グルコサミンとコンドロイチンの関節への効果と研究概要

変形性関節症(オステオアルトリティス)

米国国立補完代替医療センターによると、約2700万人が何らかの変形性関節症に罹患しています。関節軟骨や結合組織が徐々に破壊され、手や膝など荷重がかかる関節に痛み、腫れ、変形が生じます。初期は関節のこわばりが主症状ですが、進行すると疼痛や腫脹が顕著になります。

関節の修復メカニズム

関節は常に結合組織を分解・再構築しています。その過程で必要となるのがグルコサミンとコンドロイチンです。これらは関節組織に自然に存在し、正常な関節機能に不可欠な成分です。

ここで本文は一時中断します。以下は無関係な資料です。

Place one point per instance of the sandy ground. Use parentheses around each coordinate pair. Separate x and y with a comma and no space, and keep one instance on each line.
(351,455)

サプリメントは、これらの成分を関節代謝に供給しやすくすることを目的としています。

グルコサミンの役割

グルコサミンは、グリコサミノグリカン(GAG)合成の前駆体です。GAGは軟骨の構成要素であり、コラーゲンタンパク質の生成を助けます。サプリメント形態のグルコサミンは、軟骨組織に水分を保持させ、柔軟性とクッション性を向上させると考えられています。

コンドロイチンの役割

コンドロイチンはGAG合成に関わるもう一つの前駆体で、軟骨中に高濃度で存在します。水分保持力が高く、軟骨の分解を遅らせる働きがあります。市販のサプリは牛の軟骨から抽出したコンドロイチン硫酸塩で、関節の結合組織や衝撃吸収クッションに多く含まれています。

治療効果に関する研究

グルコサミン・コンドロイチンの有効性は依然として議論の対象です。多数の臨床試験が実施されていますが、結果は一様ではありません。米国で2006年に実施された大規模多施設試験「GAIT(Glucosamine/Chondroitin Arthritis Intervention Trial)」では、膝の変形性関節症患者において中等度から重度の疼痛を訴える群で痛みの軽減が認められました。ただし、軟骨の再生や厚みの増加といった構造的改善は明確に示されていません。